Digested solids remaining are dewatered in a centrifuge (Westfalia) and a rotary drum dryer (Baker-Rullman). The resulting Class A EQ biosolids can be used as fertilizer.
Over time, every facet of the facility has seen improvements, many accomplished before her tenure. Improvements to the plant on her watch include a major renovation of the pumping station along a 9-foot interceptor pipe to more efficiently bring the influent to the plant.
“We have continuously improved our design flow, meaning the maximum flow we can take into the facility,” she says. “It was less than 100 mgd, and now we’re at 165 mgd. We’ve added tankage and made process adjustments so we can take more flow in, and we’ve improved our pumping capacity.”
OPPORTUNITIES FOR ALL
When Cousens started her environmental engineering studies, she was one of only a few women in her class. “It was still a newer thought for women to be in the field, but I saw a lot of opportunity,” she says. “I worked hard. I pursued my master’s degree, my operator’s license, and my professional engineering license. I knew there were things I needed to obtain to be successful in this industry, and I just kept reaching out and working on those.”

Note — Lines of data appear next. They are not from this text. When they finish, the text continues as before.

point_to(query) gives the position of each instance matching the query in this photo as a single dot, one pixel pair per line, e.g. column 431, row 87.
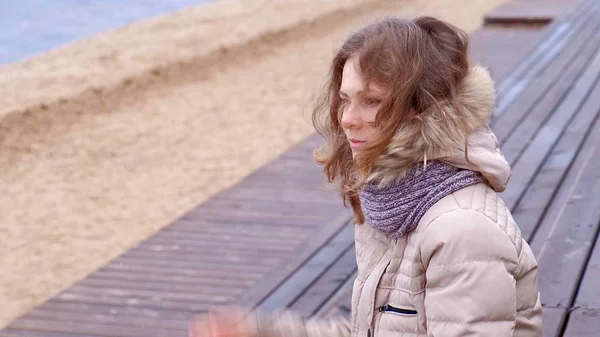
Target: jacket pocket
column 397, row 310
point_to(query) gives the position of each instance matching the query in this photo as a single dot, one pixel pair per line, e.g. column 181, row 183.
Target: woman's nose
column 350, row 119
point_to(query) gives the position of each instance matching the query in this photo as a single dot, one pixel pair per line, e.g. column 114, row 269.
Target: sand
column 108, row 139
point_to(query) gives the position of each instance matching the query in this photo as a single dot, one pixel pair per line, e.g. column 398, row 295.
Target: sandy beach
column 106, row 140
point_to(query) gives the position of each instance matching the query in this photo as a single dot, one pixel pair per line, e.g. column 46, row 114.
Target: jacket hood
column 456, row 133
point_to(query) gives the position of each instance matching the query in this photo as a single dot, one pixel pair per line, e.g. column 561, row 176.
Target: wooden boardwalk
column 279, row 239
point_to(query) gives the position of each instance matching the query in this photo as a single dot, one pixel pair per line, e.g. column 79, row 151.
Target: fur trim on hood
column 454, row 133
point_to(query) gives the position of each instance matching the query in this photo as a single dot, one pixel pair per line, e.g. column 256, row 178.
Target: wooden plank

She started working on her master’s immediately after graduating from college, taking classes at night while working for CDM Smith and then Charles River. “It was a lot of schooling and a lot of exams,” she says. “I got all that out of the way before I started my family,” which now includes two sons, 11 and 14.
“The opportunities are very good for women in this industry,” she says. “It’s an excellent field, especially as you move into more of an administrative role. It requires many facets, including communication, technical ability and collaboration with cities, towns and regulatory agencies. For someone interested in water or wastewater, it’s an excellent field, male or female.”
RECRUITING CHALLENGES
Nevertheless, bringing new people into the field isn’t easy. “I would say one of the biggest challenges is making sure we have enough staff and trained staff. That’s been a problem across many industries, but it has hit the wastewater industry as well.”
To bolster recruiting, the district recently reached out to a vocational school about setting up a co-op program for maintenance, operations and laboratory jobs. “We definitely need to make more of an effort to expose high schoolers to this career path,” says Cousens.
The district also gives tours to groups of elementary, high school and college students. As her own career demonstrates, sometimes those tours can make a significant impact.
Cousens was deeply humbled by the Hatfield Award: “I felt really honored that my peers nominated me. It validates that hard work and commitment to the industry, and to this work, is recognized.”